Tuesday, 1 November 2022

Wings


Time today has been taken up both with a (fourth) covid vaccination and with a visit to Andrea above the Old Pier Bookshop.

Andrea and I recently watched a feature film starring, among several other comic book characters, a superhero who flies not by his own power but by flapping artificial wings while wearing a belt of anti-gravity metal. The belt answers the question: how would an organism with a brain and a central nervous system heavy enough to carry intelligence be able to lift itself and to fly under terrestroid conditions?
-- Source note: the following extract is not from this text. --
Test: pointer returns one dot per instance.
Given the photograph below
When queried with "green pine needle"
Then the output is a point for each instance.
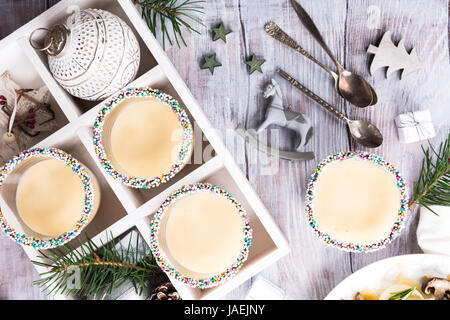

Such a character would be a worthy candidate for admittance into an Ythrian choth.

In a comic book, we do not see the wings move whereas on screen we do and it looks good, my point of course being that it will now be an easy matter to put Poul Anderson's Ythrians and Diomedeans onto a cinema or TV screen so let's see it.

High is heaven and holy. Fair winds forever.

5 comments:

Sean M. Brooks said...

Kaor, Paul!

Humans in Anderson's Technic stories can strap on antigrav packs and fly that way. I know that is not the same as how Diomedeans and Ythrians can fly naturally, using wings. It's also mentioned how intelligent races able to fly naturally were rare.

Ad astra! Sean

S.M. Stirling said...

Diomedeans basically can fly because the air is so much thicker, which overcomes the limitations of Earth.

Ythrians are more ingenious -- the supercharger they use is a very clever concept, and I don't see any reason it couldn't evolve. Ythri has lower gravity, of course.

Sean M. Brooks said...

Kaor, Mr. Stirling!

True, what you said. I think Anderson was inspired by the works of Hal Clement in writing THE MAN WHO COUNTS.

Ythri is described as a planet with a gravity 75% that of Earth's, which made me wonder if Ythrians could fly here? Possibly, with some difficulty.

I have a vague recollection of John Campbell helping Anderson work out how beings as heavy as Ythrians could fly and still be intelligent.

Ad astra! Sean

paulshackley2017@gmail.com said...

Sean,

Anderson asked Campbell what might come after reptiles and mammals. Campbell suggested the supercharger. Anderson applied it to flight.

Paul.

Sean M. Brooks said...

Kaor, Paul!

That is what I was trying to remember.